En effet, dans beaucoup de situations, ceux-ci ne parviennent pas à dépasser l'écoute machinale pour « entendre » ce que l'autre a voulu signifier. Or, bien souvent, les propos échangés contiennent des non-dits et des informations fragmentaires. Et un travail de décodage du besoin, qui ne peut se fonder uniquement sur le dicible, est alors nécessaire au risque d'entrer dans un rapport de force. « La parole est comme un iceberg, avec toute une partie cachée du monde de la rationalité qui ne peut se traduire en une action précise », insistent les auteurs. Lesquels mettent également en évidence l'existence, à côté du registre fonctionnel et utilitaire, d'une parole « libre » qui n'appelle pas de réponse précise et à travers laquelle le vieux évoque sa solitude, ses angoisses ou sa vie passée. Des propos qui, s'ils peuvent paraître insignifiants, n'en permettent pas moins aux professionnels de dépasser le stade de la gestion des pertes et manques pour « atteindre une meilleure compréhension de l'être ». Insuffisamment prise en compte aujourd'hui, la parole peut « constituer un puissant levier pour favoriser une évolution des pratiques gérontologiques », affirment les chercheurs, invitant à sortir d'une vision « objectivante » de la vieillesse pour aller au plus près de ce qu'elle est.

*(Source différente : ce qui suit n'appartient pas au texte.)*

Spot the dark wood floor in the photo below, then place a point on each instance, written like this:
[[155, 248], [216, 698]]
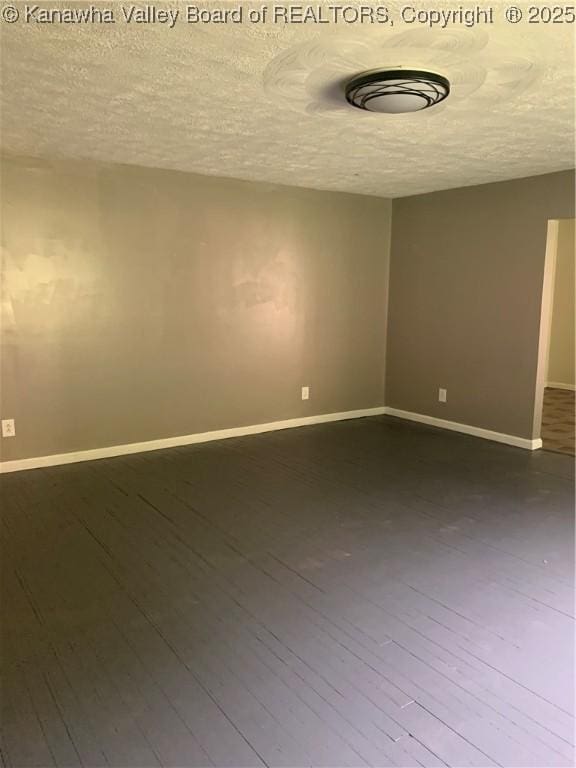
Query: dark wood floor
[[363, 593]]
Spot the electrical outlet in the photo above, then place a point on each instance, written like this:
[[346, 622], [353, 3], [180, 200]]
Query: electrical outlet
[[8, 428]]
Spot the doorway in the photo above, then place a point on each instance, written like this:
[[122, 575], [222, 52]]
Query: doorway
[[558, 408]]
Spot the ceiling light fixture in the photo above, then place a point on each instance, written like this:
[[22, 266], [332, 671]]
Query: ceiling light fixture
[[393, 91]]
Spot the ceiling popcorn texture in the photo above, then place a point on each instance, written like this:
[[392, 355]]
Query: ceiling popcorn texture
[[265, 101]]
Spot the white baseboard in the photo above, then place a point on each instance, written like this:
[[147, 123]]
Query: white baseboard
[[559, 385], [487, 434], [172, 442], [222, 434]]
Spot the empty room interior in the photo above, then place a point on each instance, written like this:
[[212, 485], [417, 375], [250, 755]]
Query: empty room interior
[[287, 385]]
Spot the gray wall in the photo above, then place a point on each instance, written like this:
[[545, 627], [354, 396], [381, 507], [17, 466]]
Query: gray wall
[[141, 304], [562, 337], [466, 281]]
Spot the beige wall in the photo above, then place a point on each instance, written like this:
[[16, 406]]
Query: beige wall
[[466, 282], [562, 340], [141, 304]]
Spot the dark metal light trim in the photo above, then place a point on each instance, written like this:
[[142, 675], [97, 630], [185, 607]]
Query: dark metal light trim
[[431, 87]]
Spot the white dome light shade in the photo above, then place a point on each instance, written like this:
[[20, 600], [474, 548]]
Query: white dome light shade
[[394, 91]]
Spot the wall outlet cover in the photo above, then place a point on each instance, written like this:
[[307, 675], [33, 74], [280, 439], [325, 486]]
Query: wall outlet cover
[[8, 428]]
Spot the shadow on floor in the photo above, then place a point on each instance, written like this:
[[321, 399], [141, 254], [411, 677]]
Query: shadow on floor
[[558, 432]]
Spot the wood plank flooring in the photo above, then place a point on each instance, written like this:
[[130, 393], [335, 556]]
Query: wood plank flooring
[[367, 593]]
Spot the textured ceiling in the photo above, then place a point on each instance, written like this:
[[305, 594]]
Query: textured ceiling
[[262, 101]]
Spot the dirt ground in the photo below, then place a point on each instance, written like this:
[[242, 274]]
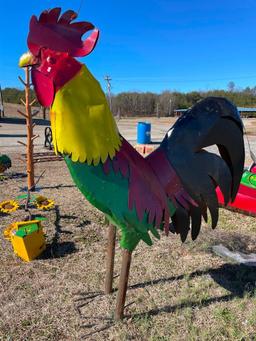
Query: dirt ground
[[176, 291]]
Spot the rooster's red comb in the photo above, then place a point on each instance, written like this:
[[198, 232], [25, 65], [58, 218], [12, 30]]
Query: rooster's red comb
[[58, 33]]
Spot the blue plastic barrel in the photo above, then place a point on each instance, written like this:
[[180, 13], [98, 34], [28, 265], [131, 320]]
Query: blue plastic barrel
[[143, 132]]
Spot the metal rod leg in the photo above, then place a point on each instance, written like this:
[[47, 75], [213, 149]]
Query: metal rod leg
[[123, 282], [110, 259]]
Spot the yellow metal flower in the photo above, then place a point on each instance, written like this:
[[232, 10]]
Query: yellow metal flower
[[44, 203], [8, 206]]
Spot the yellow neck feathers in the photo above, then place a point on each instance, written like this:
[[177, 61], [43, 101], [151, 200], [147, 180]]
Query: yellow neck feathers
[[82, 124]]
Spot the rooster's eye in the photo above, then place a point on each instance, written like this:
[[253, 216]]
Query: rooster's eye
[[51, 60]]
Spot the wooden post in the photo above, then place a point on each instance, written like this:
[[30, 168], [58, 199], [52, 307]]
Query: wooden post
[[110, 258], [30, 137], [123, 283]]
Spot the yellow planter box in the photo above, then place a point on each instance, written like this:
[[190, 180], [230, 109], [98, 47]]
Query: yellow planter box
[[27, 239]]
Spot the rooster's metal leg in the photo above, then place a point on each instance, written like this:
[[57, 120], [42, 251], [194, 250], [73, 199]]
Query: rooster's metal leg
[[123, 282], [110, 258]]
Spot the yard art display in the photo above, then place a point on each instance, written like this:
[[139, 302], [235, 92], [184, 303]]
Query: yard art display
[[5, 163], [139, 196], [245, 201], [27, 239]]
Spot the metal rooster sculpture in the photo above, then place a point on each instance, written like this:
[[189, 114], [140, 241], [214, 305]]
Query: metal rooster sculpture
[[139, 196]]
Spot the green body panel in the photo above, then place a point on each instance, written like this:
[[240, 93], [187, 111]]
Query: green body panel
[[109, 193], [249, 179]]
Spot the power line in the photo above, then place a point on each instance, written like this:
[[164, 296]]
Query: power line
[[169, 80]]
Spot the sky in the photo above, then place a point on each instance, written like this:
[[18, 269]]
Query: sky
[[149, 45]]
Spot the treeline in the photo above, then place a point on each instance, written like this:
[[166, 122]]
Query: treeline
[[165, 104], [151, 104], [13, 95]]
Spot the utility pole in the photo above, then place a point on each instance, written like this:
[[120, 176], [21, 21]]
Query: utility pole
[[157, 110], [108, 79]]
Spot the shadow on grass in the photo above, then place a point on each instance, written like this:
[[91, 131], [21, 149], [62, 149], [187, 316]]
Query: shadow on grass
[[238, 279], [57, 186], [59, 249]]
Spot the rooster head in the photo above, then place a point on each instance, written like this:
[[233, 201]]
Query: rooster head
[[53, 42]]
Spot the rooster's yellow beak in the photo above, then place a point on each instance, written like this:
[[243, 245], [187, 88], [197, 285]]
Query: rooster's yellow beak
[[27, 59]]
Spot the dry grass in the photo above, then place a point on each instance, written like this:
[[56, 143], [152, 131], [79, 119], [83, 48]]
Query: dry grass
[[176, 291]]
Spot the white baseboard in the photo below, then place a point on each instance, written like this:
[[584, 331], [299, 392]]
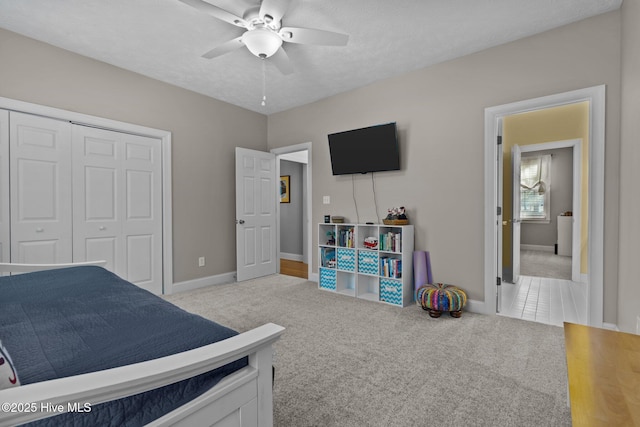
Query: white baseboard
[[202, 282], [538, 248], [292, 257]]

Alors, comment « entendre » le vieux dans son identité ? Cela exige de prendre le temps, rappellent les auteurs... Celui d'écouter la personne pour négocier avec elle l'intervention, d'ouvrir à tous les personnels les réunions d'équipes souvent limitées aux soignants, de multiplier les espaces d'échanges entre professionnels, familles et personnes âgées... Autant de choses simples qui peuvent sembler évidentes, mais pourtant si difficiles à instiller dans la routine du quotidien. I.S.

La parole des vieux  - Dominique Argoud et Bernadette Puijalon - Ed. Dunod -165 F.